Sony BMG Music agreed Tuesday it violated federal law by not telling consumers CDs sold by the company contained digital rights management (DRM) software that monitored user listening habits to send them marketing messages.
The Federal Trade Commission (FTC) said Sony BMG agreed to allow consumers to exchange the CDs embedded with the DRM through June 31 and to reimburse consumers up to $150 to repair any damage caused by the software.
Sony BMG also admitted it failed to inform buyers the CDs limited the devices on which the music could be played and restricted the number of copies that could be made.
The FTC additionally claimed the DRM software also exposed consumers to security risks and was “unreasonably difficult” to uninstall.
“Installations of secret software that create security risks are intrusive and unlawful,” FTC Chairman Deborah Platt Majoras said in a settlement.
“Consumers’ computers belong to them, and companies must adequately disclose unexpected limitations on the customary use of their products so consumers can make informed decisions regarding whether to purchase and install that content.”
The settlement, which comes just a month after Sony BMG paid $4.25 million in a class-action lawsuit over the same issues, also requires Sony BMG to clearly disclose copying limitations on consumers’ use of music CDs and bars the company from using collected information for marketing purposes.

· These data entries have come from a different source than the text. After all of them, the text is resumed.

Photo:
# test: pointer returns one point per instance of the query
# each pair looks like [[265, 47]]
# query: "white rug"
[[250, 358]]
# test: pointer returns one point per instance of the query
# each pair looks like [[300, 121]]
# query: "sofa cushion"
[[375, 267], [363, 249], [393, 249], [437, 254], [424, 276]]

In addition, Sony BGM is also prohibited from installing the software with consumers’ consent and requires the company to provide reasonable means to uninstall the software.
The controversy over the DRM software swirled around Sony BMG’s use of SunnComm’s MediaMax and First4Internet’s Extended Copy Protection (XCP). Sony said it installed the software on its CDs to restrict consumer use of the music.
The XCP application received most of the attention because it included a rootkit
Similar to what malware writers use to mask their tracks when they’ve compromised a computer, rootkits hide the running processes and files used by the attackers to avoid detection and subsequent removal by the end user.
In November of 2005, Sony BMG agreed to recall the rootkit CDs.
MediaMax, though, is found on more than 20 million CDs, ten times the amount of CDs with XCP. According to the FTC, CDs with either XCP or MediaMax restricted the music from being played on portable devices other than those from Sony and Microsoft.